第16話 日常?
あの衝撃的な水族館デートから数日が経った夏休みの日、俺の思考は未だにあのキスに捕らわれたままだった。
一体、美空はどうゆうつもりなんだ…
あれから美空は友人との旅行に出かけたので会ってはいないが、次に会ったらどう接すればいいんだろう。

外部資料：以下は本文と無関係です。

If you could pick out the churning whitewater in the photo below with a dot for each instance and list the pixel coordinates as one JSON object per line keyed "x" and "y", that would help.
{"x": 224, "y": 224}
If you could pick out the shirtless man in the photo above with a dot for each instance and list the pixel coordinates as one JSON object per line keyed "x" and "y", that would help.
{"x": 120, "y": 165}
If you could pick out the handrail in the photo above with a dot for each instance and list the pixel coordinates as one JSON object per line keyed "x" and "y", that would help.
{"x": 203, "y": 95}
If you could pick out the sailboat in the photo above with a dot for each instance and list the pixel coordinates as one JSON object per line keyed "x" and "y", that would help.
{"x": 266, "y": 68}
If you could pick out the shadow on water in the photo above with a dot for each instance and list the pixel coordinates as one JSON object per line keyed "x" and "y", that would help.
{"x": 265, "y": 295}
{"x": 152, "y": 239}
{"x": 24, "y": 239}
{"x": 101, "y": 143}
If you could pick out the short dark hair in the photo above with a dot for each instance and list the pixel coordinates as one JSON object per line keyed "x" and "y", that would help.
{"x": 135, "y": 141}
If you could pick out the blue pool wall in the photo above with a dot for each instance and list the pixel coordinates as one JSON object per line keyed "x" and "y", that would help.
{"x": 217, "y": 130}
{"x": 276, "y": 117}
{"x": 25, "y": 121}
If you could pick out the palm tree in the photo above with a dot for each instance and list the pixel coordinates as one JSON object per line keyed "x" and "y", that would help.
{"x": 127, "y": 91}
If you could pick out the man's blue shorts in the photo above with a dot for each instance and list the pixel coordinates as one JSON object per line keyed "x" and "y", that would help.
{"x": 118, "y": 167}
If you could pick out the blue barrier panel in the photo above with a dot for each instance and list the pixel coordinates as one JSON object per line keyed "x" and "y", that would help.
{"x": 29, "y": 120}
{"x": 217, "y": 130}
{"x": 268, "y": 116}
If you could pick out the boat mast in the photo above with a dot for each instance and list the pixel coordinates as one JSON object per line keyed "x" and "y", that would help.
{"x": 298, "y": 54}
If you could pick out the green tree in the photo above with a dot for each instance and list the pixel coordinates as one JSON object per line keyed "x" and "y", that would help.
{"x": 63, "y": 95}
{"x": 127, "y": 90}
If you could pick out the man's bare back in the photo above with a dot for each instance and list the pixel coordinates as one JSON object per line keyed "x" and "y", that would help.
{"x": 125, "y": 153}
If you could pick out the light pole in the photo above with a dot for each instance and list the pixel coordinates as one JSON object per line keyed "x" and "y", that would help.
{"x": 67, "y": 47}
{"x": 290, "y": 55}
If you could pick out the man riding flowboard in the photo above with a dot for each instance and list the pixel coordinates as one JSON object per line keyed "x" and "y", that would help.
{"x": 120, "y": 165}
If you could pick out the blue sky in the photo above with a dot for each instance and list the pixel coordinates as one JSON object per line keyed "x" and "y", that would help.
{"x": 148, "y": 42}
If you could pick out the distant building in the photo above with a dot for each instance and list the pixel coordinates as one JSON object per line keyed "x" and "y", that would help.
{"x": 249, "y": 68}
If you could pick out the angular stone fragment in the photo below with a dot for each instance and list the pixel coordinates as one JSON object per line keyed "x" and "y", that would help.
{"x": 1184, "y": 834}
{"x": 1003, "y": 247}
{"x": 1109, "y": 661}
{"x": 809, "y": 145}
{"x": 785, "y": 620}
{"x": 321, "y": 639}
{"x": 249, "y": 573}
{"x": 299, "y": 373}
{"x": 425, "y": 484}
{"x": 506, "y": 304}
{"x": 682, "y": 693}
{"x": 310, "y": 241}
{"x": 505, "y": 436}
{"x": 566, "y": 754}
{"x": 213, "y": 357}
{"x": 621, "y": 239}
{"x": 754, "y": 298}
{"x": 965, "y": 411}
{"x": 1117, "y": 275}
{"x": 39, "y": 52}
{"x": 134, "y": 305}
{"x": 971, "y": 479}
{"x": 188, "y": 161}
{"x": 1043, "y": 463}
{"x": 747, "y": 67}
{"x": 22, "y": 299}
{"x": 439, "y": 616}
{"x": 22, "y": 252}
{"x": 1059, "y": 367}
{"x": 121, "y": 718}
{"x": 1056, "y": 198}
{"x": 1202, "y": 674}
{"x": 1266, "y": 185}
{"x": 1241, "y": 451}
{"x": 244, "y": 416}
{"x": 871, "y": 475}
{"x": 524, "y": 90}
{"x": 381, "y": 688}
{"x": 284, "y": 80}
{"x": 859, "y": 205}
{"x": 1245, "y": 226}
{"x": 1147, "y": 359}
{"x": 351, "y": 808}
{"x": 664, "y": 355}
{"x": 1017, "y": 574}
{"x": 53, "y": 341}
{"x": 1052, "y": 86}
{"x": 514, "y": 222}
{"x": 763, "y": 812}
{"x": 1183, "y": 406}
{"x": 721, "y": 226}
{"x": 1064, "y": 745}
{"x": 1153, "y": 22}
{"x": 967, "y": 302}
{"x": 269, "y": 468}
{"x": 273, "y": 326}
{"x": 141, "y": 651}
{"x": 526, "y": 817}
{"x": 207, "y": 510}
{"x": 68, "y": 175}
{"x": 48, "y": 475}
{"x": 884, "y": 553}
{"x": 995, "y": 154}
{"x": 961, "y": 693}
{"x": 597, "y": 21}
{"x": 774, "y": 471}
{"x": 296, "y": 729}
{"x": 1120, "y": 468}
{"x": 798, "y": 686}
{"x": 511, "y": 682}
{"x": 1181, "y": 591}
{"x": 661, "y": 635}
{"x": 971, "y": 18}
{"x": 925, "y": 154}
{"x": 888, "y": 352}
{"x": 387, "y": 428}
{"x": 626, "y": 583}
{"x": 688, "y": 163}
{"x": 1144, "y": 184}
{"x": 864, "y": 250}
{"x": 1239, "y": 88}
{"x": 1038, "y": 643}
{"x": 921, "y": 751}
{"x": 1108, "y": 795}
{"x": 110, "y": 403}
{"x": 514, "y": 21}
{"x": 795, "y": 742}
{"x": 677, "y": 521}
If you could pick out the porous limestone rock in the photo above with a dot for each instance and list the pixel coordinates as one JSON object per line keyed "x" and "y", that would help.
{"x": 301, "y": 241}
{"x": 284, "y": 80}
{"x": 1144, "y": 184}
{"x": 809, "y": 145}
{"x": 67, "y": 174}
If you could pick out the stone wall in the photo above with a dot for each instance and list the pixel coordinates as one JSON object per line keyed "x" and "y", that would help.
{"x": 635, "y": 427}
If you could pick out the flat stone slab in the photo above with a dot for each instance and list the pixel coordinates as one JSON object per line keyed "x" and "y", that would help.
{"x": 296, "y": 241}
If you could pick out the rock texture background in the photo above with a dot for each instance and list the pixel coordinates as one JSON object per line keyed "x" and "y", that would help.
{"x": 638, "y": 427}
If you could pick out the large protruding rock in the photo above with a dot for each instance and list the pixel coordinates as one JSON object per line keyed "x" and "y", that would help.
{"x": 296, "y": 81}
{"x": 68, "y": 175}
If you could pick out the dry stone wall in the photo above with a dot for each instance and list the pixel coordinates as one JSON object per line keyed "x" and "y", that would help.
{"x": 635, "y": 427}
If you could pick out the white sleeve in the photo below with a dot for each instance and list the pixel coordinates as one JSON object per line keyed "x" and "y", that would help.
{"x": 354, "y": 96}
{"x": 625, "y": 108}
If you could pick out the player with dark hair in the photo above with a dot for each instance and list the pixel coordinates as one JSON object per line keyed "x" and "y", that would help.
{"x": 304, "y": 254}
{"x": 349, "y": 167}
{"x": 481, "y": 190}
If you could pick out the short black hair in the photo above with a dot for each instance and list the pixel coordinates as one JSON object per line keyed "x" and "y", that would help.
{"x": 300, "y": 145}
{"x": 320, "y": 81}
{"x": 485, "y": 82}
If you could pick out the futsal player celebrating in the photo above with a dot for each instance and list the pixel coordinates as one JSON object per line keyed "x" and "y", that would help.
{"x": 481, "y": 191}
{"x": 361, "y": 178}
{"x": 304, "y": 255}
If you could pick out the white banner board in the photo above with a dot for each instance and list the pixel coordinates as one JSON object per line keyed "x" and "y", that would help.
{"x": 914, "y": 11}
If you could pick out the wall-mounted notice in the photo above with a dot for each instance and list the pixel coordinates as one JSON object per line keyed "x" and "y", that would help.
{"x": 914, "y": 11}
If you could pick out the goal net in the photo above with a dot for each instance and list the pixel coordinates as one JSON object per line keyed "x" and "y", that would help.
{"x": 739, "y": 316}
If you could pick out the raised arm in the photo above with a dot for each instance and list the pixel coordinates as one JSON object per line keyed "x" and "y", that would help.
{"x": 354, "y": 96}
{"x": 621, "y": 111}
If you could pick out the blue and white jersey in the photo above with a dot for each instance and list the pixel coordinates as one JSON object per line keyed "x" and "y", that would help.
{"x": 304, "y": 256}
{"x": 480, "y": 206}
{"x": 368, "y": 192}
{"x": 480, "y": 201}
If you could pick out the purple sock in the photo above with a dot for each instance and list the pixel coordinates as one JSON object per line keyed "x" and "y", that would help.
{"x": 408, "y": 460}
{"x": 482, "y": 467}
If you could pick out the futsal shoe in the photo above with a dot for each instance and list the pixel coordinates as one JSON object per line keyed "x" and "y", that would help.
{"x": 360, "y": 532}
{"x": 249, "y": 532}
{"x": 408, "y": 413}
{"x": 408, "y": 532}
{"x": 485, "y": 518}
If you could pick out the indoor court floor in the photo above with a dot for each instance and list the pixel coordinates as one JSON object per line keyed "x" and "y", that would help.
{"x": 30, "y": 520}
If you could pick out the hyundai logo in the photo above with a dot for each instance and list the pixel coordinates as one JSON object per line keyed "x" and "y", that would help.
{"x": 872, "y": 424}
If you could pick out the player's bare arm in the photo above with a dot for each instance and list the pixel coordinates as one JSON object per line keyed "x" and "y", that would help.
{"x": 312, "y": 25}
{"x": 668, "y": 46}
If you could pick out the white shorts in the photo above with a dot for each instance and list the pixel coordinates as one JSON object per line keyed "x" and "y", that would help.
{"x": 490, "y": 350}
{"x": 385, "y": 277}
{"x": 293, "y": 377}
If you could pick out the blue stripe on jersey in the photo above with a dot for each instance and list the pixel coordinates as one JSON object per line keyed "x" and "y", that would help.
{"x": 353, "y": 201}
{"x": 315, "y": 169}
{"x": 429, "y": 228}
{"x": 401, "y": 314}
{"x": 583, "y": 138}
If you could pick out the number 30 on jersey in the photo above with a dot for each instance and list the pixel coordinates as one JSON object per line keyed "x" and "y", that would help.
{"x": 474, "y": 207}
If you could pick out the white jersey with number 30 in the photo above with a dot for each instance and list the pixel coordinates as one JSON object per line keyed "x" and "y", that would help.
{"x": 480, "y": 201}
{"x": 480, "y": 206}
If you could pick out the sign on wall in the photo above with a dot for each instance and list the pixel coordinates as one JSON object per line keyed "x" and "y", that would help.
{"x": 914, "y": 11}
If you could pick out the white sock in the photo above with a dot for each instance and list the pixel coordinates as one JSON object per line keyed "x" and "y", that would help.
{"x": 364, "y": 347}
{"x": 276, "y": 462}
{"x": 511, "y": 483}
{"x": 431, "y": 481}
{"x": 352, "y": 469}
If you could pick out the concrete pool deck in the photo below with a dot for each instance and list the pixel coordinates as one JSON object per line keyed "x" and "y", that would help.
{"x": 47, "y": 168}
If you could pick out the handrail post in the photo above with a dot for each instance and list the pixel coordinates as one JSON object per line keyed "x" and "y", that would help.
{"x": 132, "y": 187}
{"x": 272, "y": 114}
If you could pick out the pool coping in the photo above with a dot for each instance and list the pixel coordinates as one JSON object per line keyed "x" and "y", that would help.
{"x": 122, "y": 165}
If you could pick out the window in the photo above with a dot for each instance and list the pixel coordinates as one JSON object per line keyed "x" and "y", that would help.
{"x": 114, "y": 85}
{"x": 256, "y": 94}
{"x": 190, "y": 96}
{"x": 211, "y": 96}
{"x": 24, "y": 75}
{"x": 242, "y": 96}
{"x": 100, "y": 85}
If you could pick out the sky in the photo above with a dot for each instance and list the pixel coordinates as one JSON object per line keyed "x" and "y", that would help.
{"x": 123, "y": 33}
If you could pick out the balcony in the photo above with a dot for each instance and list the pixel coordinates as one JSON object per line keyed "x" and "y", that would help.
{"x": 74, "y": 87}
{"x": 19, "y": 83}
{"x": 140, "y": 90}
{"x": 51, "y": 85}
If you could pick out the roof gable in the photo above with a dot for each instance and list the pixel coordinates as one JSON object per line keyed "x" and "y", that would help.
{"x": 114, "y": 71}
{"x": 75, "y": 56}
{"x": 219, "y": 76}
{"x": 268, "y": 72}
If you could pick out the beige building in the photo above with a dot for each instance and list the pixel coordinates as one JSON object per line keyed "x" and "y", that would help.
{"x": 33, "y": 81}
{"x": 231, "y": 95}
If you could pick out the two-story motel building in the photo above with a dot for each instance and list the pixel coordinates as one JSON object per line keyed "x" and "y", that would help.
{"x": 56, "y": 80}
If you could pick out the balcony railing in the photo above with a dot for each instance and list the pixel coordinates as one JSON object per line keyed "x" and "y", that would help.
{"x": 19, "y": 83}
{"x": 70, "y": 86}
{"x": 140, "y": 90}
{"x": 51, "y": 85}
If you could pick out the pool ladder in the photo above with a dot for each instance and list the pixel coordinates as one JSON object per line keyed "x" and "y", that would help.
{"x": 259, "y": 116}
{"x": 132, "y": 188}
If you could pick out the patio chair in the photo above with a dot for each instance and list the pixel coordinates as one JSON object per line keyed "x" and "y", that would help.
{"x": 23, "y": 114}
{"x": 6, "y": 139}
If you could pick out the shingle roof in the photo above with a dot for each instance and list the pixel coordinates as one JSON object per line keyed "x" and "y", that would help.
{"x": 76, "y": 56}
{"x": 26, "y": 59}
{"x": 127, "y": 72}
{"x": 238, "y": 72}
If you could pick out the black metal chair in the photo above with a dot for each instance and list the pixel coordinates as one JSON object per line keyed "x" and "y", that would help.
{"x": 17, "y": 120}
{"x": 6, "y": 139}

予定通りだと今日、美空が帰ってくるからそれまでに自分の中で結論を出したいんだが………
やっぱり、わからねぇ。
ここまで深く考えたけど、そもそも美空は帰ってきたら家に来るのか?
美空も気にして来ない可能性もあるよな。なんならその可能性の方が高いんじゃないか。じゃあ、今日はまだ考えなくても大丈夫か。
昼飯も食ったし寝るか。
自堕落な生活は今だけの特権だしな。
そしてこの後、俺はこの時にちゃんと向き合って、考えなかったことを後悔することになる。
◆◆◆
午後六時、俺は寝苦しさを覚えて目が覚めた。
エアコンの設定が甘かったかなと思ってリモコンを取ろうとすると、俺のベットにある違和感に気づいた。
「美空!?」
その違和感の正体は俺の腹に頭を預けてベットに腕を載せて眠りこけている美空だった。
「美空、起きろ。もう夜だぞ」
声をかけても美空が起きる気配もなかった。
「ったく。無防備すぎるだろ」
思わず零れ出た自分の発言に俺は自分で驚いた。
今の俺の発言は美空の幼馴染としての発言ではなく、一人の男としての発言だった。
今までなら美空が傍で寝ていたとしても寂しいのかなぐらいしか思わなかったのに、今は完全に美空を女として見ていた。
「うにゅ、優斗…好き」
…可愛すぎんだろコイツ。
なんかそんな事を考えるのがバカらしくなってきた。
普段よりもあどけない表情を浮かべる美空の頬を軽く撫でる。
「俺はどうしたいんだろな」
そんな問いに答えが返ってくることはなく、ただ時が過ぎていった。
美空を寝かしたまま、俺は今日の夕飯を作り始める。
本日のメニューは麻婆豆腐だ。
片栗粉を流し込むタイミングで匂いにつられたのか美空が起きて俺の寝室を出てきた。
「おはよう、優斗。私の分もある?」
「おう、当たり前だろ。皿運ぶの手伝ってくれ」
「は~い」
未だに寝ぼけた様子の美空が皿を運び終えたら、お待ちかねの夕飯だ。
麻婆豆腐をレンゲですくって口に入れると特有の風味と辛みが広がる。今日は上手くできたな。
「美味しい」
美空の口にもあったようで互いに黙った口を動かしていた。
「「ご馳走様」」
俺の方が量が多いのもあってか同時に食べ終わった俺たちは片づけをしてテレビを見ていた。
「ねぇ、優斗」
「なんだ」
急に真剣な雰囲気を纏って美空が話しかけてきた。
「私、優斗と恋人になりたい。勿論、優斗がまだ同じ気持ちじゃないことはわかってる。けど、私は優斗ともっといろんなことをしてみたい。水族館の帰りに私がしたような幼馴染じゃできないことも恋人でならできる。それに、私は優斗を誰にも渡したくないし、これからもっと多くの時間を優斗とすごしたいの」
美空のその真っ直ぐな言葉に俺は自分の気持ちが余計わからなくなっていた。
「俺は…」
「今、答えは出さなくても良いよ。けど、どういう答えだろうと私をあまり待たせないでね。寂しいから」
俺は何故か美空がちゃんと傍にいるのに俺から離れていってしまったような感覚を覚えていた。
「真面目な話はおしまい。また明日」
去り際に俺の頬に口を触れさせて後、笑いながら美空は自宅に帰っていった。
俺も自分の答えを見つけなきゃな…
夜中まで色々なことを考えていて、次の日の夏季集中講義を寝坊仕掛けたのを美空に起こされたのはないしょである。